Resta infine da chiedersi quanto e come la riforma del 2003 e la rinazionalizzazione dell’intervento a sostegno dei redditi agricoli possa condizionare i prossimi appuntamenti negoziali e in ultima istanza le traiettorie di sviluppo delle politiche agricole europee. Ancora una volta la PAC appare destinata a rivelarsi come una politica fortemente dipendente da dinamiche di path dependency. E’ evidente che i percorsi seguiti da alcuni Stati membri in fase di implementazione della riforma, nella misura in cui si configurano come difficili soluzioni di compromesso tra articolati interessi interni, diventeranno rigidi vincoli che condizioneranno decisamente il corso delle future trattative sulla PAC. La diversificazione delle scelte effettuate tenderà a riflettersi nelle posizioni negoziali assunte dai vari Stati membri, rendendo ancor più impegnativa la ricerca di un accordo. Le scelte compiute con la Mid term review se da un lato mettono al riparo da spiacevoli sorprese in termini di ripartizione delle risorse finanziarie tra paesi, dall’altro non consentono di porre le basi per una progettualità comune in ambito agricolo.
Una opinione che comincia a diffondersi è che con la riforma del 2003 si sia intrapreso un percorso difficilmente reversibile che riporterà le scelte di politica agraria all’interno dei confini nazionali, permettendo così un progressivo disimpegno finanziario da parte del bilancio dell’UE. Le resistenze di natura economica sul piano della concorrenza e della parità di trattamento non appaiono tali da contrapporsi a questa tendenza, soprattutto nella misura in cui il sostegno finanziario all’agricoltura assume un carattere integralmente disaccoppiato.
Resistenze più significative potrebbero prodursi sul piano politico. Da un lato, la tecno-burocrazia comunitaria potrebbe difficilmente alienare competenze che fino ad oggi sono state un carattere distintivo del suo sviluppo. In questo senso, il processo di semplificazione della PAC, individuato come uno degli obiettivi qualificanti della Commissione, potrebbe essere interpretato come un tentativo di ridurre nell’Health check, previsto per il 2008, il ventaglio delle possibili scelte applicative della riforma lasciate agli Stati membri. D’altro lato, i nuovi paesi membri potrebbero esercitare una forte opposizione alla rinazionalizzazione, proprio nel timore che essa possa condurre ad un fisiologico e progressivo smantellamento dei trasferimenti finanziari dal bilancio europeo all’agricoltura.
Note
(1) Non è casuale a questo proposito la rigida difesa dei pagamenti del I pilastro che garantiscono il mantenimento di un sostegno elevato ai produttori “continentali”, quasi integralmente a carico del bilancio comunitario a seguito della riforma del 1992.
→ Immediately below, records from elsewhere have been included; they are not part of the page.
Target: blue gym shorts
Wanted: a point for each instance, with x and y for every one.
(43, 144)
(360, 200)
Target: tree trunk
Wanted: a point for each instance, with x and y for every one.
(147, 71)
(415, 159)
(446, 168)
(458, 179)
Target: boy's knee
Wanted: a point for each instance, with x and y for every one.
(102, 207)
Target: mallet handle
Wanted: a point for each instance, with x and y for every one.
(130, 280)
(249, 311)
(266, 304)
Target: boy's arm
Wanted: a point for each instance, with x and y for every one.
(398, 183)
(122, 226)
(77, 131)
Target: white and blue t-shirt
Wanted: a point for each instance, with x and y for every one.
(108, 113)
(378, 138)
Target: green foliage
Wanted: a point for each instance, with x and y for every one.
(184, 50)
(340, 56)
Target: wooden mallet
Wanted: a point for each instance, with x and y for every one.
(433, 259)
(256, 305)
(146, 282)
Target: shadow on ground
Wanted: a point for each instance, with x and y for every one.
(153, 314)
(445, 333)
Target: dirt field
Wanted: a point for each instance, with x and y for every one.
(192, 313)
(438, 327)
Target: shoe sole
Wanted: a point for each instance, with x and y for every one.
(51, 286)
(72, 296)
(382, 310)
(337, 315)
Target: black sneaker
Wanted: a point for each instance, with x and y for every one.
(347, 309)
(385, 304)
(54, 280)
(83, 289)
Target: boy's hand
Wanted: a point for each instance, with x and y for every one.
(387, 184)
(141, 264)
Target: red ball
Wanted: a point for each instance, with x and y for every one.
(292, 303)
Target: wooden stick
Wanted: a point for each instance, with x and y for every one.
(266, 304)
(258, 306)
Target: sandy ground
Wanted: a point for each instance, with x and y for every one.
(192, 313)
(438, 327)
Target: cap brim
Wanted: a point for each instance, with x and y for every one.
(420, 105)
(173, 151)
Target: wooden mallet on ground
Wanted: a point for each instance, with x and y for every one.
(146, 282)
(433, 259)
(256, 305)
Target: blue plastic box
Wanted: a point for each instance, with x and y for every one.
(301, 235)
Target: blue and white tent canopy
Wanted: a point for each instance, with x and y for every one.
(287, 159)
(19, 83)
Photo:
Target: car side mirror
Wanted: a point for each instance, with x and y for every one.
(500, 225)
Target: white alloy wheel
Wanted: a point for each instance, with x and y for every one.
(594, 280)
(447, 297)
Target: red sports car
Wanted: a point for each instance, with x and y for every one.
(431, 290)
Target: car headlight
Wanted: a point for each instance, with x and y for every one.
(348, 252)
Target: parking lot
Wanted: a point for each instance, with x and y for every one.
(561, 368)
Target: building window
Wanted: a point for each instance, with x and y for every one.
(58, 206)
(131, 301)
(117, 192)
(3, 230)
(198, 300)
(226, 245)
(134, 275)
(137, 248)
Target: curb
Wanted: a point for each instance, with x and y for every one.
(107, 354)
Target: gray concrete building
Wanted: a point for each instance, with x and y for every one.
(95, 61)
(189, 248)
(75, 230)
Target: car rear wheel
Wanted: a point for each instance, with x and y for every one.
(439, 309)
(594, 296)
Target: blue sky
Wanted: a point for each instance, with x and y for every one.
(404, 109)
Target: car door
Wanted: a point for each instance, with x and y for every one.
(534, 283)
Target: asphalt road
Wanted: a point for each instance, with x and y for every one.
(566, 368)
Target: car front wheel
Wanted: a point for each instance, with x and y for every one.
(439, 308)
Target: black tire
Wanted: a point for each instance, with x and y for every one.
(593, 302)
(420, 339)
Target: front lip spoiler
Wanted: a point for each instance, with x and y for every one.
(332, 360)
(2) In effetti, la condizionalità potrebbe apparire relativamente neutrale ai fini della distribuzione degli aiuti. Tuttavia le sue modalità di applicazione a livello nazionale possono porre vincoli all’attività produttiva differenziati a seconda della sua localizzazione ma anche del tipo di prodotto. In questo senso, le scelte in materia di condizionalità possono avere ricadute sia pure indirette sulla distribuzione degli aiuti e del reddito tra gli agricoltori.